A l’endroit dit Kumase, zone Ngagara, commune Ntahangwa, la pollution du lac Tanganyika ne fléchit pas. Et la jacinthe d’eau prospère. Une véritable menace pour la biodiversité, assurent les environnementalistes. Albert Mbonerane, ancien ministre de l’Environnement, fait le point sur cette plante au Burundi.
Est-ce que la jacinthe d’eau a toujours existé sur le lac Tanganyika ?
Cette jacinthe d’eau a commencé à pousser sur le lac depuis les années 1990. Comme l’historique, il y avait un étranger qui l’avait développé non pas pour envahir le lac Tanganyika mais pour l’ornementation. Parfois, cette plante donne de belles fleurs. On m’a raconté qu’avec la crise que nous avons traversée en 1993, cet étranger est parti, ainsi que ses employés. Ils étaient censés repasser pour récupérer ces déchets. Mais ils se sont dits, on va vendre les fleurs et on ne reviendra plus.
Qu’est-ce qui s’est passé après ?
Après l’utilisation, on jetait les déchets dans les caniveaux comme d’habitude. Et ces déchets ont coulé vers le lac Tanganyika. Voilà, l’origine de cette plante. Elle pousse très bien là où il y a de l’eau. C’est une plante envahissante, elle s’étale rapidement.
Quels sont ses effets sur la biodiversité ?
Elle gêne les êtres aquatiques. C’est un signal que l’endroit est pollué. De son nom scientifique Eichhornia crassipes, la jacinthe d’eau est un des nuisibles les plus dangereux de la planète, un véritable prédateur de la biodiversité aquatique. Sa prolifération rapide a une propension à étouffer toutes les autres espèces aux alentours.
Comment ?
Quand elle s’installe dans un endroit, elle forme de denses tapis monospécifiques qui bloquent la lumière aux strates inférieures. De plus, la jacinthe d’eau n’est pas seulement dangereuse de son vivant : en se décomposant, elle rejette des nutriments qui entraînent l’eutrophisation des eaux qu’elle occupe, empêchant, entre autres, le nettoyage naturel des rayons ultraviolets (UV) dans les eaux.

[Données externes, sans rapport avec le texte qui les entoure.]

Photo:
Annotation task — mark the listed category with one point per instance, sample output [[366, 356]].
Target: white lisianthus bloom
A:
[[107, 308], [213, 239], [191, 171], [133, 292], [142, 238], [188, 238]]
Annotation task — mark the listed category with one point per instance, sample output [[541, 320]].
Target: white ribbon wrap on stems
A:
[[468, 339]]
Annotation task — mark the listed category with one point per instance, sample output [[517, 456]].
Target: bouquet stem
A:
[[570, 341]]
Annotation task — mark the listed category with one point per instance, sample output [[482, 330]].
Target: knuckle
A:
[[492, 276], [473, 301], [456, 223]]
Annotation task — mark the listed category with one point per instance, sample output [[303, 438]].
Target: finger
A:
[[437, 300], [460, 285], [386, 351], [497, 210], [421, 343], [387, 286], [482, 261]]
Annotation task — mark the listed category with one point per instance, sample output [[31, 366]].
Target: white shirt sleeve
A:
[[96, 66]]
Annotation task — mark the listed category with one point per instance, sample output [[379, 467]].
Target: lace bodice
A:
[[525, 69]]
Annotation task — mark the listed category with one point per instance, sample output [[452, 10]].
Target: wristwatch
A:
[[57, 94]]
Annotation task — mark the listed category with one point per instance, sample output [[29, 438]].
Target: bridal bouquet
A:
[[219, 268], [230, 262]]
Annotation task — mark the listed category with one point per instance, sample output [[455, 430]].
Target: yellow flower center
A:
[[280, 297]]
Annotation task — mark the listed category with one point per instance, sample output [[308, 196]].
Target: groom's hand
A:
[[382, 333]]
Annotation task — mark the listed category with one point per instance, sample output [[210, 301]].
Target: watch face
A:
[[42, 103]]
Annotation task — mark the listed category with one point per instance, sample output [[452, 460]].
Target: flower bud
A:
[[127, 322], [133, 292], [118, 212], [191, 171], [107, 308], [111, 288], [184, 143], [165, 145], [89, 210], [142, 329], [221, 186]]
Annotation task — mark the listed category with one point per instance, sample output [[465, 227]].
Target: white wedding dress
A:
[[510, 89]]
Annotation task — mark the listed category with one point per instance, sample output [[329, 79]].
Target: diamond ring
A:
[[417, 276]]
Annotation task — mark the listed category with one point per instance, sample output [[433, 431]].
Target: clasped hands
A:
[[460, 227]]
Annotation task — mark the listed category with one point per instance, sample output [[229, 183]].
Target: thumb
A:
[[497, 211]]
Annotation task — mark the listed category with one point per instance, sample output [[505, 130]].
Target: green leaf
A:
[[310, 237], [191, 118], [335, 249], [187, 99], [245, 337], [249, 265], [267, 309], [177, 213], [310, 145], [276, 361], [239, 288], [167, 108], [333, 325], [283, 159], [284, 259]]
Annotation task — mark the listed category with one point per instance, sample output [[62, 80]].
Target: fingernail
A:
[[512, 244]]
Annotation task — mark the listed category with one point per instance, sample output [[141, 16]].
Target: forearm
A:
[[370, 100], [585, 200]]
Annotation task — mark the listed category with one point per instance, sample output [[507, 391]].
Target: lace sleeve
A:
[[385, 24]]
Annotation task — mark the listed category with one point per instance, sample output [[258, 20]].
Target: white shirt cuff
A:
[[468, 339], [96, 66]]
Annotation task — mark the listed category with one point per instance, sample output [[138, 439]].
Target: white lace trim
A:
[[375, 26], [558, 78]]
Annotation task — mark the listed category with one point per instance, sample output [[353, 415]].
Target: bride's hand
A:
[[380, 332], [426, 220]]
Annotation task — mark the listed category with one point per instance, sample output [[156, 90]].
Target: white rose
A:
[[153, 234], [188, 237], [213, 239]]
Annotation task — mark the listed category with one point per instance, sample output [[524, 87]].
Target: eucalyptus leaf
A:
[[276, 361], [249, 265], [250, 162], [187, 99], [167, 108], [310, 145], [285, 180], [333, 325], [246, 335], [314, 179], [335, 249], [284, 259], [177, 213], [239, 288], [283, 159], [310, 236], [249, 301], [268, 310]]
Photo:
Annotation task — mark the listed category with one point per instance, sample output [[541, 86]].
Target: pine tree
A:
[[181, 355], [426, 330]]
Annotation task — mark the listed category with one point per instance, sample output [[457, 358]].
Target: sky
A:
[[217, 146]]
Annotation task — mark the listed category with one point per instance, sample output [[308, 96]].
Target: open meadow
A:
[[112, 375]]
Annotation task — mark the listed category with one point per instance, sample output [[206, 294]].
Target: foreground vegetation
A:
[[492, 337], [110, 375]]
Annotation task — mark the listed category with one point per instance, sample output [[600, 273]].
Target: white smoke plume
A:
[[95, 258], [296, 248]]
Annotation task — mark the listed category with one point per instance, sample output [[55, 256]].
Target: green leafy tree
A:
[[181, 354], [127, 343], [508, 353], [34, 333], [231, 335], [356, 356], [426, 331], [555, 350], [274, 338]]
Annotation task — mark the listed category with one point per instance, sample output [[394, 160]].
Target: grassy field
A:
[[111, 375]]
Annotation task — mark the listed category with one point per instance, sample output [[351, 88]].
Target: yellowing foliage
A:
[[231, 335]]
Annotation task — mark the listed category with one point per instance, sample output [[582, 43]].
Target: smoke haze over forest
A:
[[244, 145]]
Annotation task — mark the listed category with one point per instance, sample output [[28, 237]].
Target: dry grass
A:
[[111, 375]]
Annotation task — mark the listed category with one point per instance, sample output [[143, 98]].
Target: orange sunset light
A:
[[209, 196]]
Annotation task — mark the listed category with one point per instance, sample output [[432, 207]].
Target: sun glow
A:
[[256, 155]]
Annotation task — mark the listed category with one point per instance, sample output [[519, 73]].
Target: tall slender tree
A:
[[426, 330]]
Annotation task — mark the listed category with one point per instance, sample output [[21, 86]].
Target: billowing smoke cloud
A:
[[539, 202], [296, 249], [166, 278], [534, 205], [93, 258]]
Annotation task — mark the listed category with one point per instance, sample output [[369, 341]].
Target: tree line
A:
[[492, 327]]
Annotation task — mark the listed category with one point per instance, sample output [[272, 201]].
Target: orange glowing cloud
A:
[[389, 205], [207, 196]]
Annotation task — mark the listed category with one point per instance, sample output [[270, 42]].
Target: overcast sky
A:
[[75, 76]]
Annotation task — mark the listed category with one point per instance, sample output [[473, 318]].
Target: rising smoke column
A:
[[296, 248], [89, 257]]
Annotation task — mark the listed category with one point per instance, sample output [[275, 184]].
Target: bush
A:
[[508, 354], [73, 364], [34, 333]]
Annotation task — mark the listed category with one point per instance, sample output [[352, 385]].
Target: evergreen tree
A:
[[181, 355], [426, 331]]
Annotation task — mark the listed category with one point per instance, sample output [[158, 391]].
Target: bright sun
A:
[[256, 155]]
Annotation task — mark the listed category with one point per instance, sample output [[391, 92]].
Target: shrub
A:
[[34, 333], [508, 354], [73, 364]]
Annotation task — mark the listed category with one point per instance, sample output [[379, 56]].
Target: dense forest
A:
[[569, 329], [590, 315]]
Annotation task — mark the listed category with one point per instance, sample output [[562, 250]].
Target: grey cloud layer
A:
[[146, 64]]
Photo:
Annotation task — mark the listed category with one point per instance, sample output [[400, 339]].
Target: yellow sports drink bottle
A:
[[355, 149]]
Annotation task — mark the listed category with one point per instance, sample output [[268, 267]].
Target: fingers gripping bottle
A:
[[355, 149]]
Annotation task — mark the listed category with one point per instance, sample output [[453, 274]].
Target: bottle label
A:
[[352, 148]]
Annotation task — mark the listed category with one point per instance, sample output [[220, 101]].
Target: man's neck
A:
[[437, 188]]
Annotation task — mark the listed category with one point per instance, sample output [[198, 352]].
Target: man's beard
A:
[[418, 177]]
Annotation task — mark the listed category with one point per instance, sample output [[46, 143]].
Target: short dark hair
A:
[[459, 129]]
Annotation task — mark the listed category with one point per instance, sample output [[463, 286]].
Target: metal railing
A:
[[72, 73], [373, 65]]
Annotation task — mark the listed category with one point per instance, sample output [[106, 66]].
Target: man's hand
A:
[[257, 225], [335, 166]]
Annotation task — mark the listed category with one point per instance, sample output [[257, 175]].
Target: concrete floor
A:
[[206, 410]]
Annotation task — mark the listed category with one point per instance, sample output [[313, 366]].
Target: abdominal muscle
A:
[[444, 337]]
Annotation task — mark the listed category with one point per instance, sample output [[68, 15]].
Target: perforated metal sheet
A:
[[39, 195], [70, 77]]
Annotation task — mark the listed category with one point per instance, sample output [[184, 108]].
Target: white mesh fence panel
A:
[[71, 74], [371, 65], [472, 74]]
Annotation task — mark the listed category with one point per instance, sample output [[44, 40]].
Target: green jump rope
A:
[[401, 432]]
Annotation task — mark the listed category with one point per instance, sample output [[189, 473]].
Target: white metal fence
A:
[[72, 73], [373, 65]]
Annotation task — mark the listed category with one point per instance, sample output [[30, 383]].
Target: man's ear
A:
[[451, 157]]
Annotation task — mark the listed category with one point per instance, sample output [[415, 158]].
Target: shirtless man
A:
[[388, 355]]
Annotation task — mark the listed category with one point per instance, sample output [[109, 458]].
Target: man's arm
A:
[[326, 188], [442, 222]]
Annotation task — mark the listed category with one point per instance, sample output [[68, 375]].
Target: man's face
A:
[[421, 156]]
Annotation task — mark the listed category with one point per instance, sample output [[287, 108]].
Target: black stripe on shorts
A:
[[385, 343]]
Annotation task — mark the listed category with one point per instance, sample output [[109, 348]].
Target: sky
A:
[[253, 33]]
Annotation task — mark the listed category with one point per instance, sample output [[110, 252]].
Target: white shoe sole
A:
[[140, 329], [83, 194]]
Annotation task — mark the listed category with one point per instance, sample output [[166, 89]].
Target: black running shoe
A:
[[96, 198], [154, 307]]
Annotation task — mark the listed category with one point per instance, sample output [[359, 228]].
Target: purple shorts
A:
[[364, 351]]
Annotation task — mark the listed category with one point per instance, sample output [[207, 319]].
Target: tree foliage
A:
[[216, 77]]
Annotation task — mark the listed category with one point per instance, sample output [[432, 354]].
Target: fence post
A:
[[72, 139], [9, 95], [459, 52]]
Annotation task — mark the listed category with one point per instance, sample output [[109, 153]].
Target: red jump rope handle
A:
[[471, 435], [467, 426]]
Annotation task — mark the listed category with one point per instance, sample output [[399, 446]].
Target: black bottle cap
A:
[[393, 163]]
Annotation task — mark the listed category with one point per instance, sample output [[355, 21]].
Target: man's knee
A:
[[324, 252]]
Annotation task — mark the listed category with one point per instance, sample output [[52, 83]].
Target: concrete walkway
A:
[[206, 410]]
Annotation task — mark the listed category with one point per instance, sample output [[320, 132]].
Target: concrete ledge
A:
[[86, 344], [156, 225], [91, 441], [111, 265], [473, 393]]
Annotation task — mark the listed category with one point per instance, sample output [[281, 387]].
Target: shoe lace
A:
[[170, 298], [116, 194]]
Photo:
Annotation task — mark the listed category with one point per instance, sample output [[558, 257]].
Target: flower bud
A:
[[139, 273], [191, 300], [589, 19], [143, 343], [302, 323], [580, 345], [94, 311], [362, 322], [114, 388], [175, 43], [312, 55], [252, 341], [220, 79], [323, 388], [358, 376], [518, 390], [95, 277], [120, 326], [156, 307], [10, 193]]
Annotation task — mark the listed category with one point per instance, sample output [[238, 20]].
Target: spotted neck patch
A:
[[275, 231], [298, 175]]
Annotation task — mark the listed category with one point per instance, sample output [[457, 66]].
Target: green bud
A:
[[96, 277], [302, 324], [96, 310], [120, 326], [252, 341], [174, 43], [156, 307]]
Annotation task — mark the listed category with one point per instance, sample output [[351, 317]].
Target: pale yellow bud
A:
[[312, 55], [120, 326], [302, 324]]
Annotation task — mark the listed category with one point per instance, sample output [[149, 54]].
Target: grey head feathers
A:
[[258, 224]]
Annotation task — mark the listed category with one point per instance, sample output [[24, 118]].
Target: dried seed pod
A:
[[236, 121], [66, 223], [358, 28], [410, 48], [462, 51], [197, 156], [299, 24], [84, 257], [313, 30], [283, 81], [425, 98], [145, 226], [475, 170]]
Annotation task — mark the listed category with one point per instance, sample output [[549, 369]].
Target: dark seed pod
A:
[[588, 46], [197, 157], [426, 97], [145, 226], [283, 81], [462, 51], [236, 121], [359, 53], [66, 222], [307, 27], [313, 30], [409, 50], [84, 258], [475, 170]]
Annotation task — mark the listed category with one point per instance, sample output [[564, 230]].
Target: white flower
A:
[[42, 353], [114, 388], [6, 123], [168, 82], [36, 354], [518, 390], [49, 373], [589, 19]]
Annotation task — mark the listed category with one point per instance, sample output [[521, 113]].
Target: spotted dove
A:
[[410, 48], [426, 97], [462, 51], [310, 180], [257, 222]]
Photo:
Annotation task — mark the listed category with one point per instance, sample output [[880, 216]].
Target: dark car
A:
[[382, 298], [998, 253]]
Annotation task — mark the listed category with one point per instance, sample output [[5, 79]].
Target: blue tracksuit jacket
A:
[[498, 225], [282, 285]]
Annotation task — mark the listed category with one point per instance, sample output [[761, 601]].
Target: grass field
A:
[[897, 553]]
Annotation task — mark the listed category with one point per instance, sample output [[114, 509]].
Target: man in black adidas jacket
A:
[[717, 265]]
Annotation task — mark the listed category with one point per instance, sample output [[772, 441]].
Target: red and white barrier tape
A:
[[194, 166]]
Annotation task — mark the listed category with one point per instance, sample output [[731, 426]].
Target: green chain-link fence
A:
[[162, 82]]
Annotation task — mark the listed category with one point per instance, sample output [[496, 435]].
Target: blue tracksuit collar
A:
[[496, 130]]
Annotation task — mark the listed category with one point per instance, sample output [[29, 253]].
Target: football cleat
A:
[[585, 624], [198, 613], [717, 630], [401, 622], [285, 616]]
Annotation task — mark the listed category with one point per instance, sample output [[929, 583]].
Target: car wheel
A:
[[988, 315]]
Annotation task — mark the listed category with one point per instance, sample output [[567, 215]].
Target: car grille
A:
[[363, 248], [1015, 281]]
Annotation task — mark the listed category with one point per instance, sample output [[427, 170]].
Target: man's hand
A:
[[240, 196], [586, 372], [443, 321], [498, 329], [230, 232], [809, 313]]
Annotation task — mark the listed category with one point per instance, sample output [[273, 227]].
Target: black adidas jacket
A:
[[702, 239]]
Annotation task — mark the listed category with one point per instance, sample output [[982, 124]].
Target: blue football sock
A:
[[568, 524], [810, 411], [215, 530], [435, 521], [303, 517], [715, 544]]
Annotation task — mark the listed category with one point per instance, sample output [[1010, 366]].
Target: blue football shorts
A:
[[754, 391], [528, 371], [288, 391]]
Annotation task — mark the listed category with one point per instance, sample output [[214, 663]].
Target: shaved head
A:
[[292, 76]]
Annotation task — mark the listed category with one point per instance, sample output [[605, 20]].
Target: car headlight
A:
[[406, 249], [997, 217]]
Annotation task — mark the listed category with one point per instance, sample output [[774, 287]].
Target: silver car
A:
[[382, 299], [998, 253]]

Que voulez-vous dire par ‘’eutrophisation’’ ?
Il s’agit d’une augmentation de la quantité d’azote et de phosphore présente dans un milieu aquatique, entraînant la prolifération dangereuse d’algues qui monopolisent l’oxygène de l’eau et entraînent, à terme, la disparition des autres espèces présentes, faute de suffisamment d’oxygène. (O2).
Existent-elles des techniques pour lutter contre cette plante ?
La technique la plus efficace est la lutte mécanique. On procède à l’extraction manuelle ou mécanique de cette plante. Cela a donné des résultats sur le lac Victoria. Des gens se sont lamentés que les poissons commençaient à fuir. Quand ils ont compris que c’est suite à l’envahissement de cette plante, ils ont pris des machines pour arracher cette plante.
On peut aussi faire la lutte chimique ou biologique. Pour cette dernière technique, elle renvoie à l’utilisation des agents biologiques, comme les charançons.
Mais, aujourd’hui, on dit que la jacinthe d’eau peut être exploitée utilement ?
D’un côté, la jacinthe d’eau est un problème, de l’autre, on peut utiliser ses feuilles pour autre chose. La biomasse, par exemple. On peut aussi fabriquer des paniers, et d’autres divers objets à base de ses feuilles.
Il y a donc des gens qui disent qu’il faut en profiter en multipliant la jacinthe d’eau. On va perdre totalement les poissons en faveur des paniers.
Que faire concrètement pour sauver Kumase et le lac ?
La situation est catastrophique. Ce qui est le plus important, c’est la sensibilisation des administratifs et des habitants. Il faut penser à des activités de nettoyage de cet endroit. Ce qui peut passer par l’organisation des travaux communautaires. Si un jour, on mobilisait les jeunes et les adultes de la mairie de Bujumbura pour des travaux à Kumase, je ne doute pas que le résultat serait très positif. Cet endroit peut redevenir vivable.
La santé des habitants de cet endroit est très menacée, surtout pour les enfants. Les gens n’en sont pas conscients. Pendant la sensibilisation, on devra parler du lien entre la santé et la pollution du milieu.
Il fut un moment où près du port, la jacinthe d’eau était une réalité. Mais, aujourd’hui, ce milieu est vivable. Qu’est-ce qui manque pour que Kumase redevienne propre ?
C’est tout simplement la volonté politique qui nous manque. Surtout qu’il n’y a plus de ministère de l’Environnement autonome qui doit s’occuper de tels cas.